1951 Bristol LL5G Chassis No. 83135
Eastern Coachworks B39R No. 4828 Series 2
The front-engine L series Bristol single-deck bus was first introduced in 1938 but production was halted during the duration of the World War two. When legislation was relaxed in 1950 allowing single-deck bus to be built to a maximum length of 30 feet as opposed to the previous maximum of 27 feet 6 inches, the LL was introduced. The new vehicle was offered with a choice of engines which were the Gardner 5LW (LL5G), the Gardner 6LW (6LLG), or Bristol’s own 6 cylinder (LL6B) variant.
By the 1951 delivery date of JWU 886, the front -engine exposed radiator design had become dated as the under-floor engine was becoming more popular with operators both for looks, and more importantly, the higher passenger carrying capacity obtained by the new layout. Originally operating in the Leeds and Harrogate areas for the WYRCC, as fleet number 416, it was later transferred to York and Bradford, receiving the fleet number SGL16 in the 1954 renumbering scheme. The designation SGL was to signify Single Deck, Gardner engine 30′ long.
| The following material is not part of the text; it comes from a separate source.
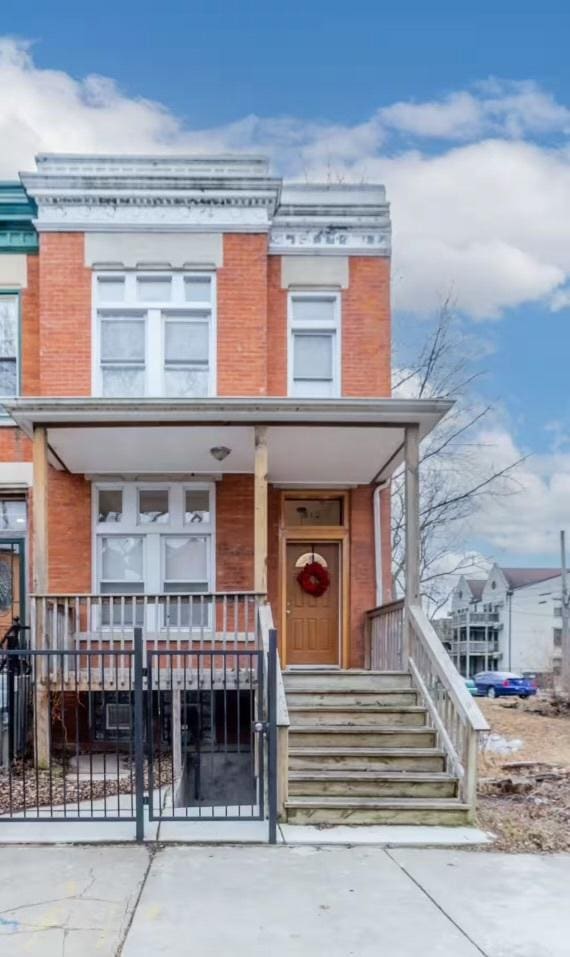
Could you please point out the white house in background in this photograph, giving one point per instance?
(509, 621)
The bus was sold to Norths the bus dealers based at Sherburn January 1967 and to Nitrovit of Dalton near Thirsk, for staff transport by July 1967, who were at the time operating similar vehicles. Due to their popularity with their transport manager these buses remained with this company for some time with JWU remaining in this service until 1976. The bus was finally retired after 25 years from new, and sold for preservation to the Mile Cross Transport collection which was based in Halifax. Among the considerable restoration work carried out to bring it up to the early Bradford Depot running days, was the inclusion of the Blue depot disc in front of the fleet number.
Unfortunately due to ill health the Mile Cross collection was dispersed and in 1985 SGL passed to the West Yorkshire Transport Museum. It was later acquired by the Keighley Bus Museum via the administrators of Transperience in September 1998 with support from the Heritage Lottery Fund, the Science Museum PRISM Fund, and Bradford Metropolitan Borough Council.
The bus is now used occasionally on the Museum open day services and special occasions.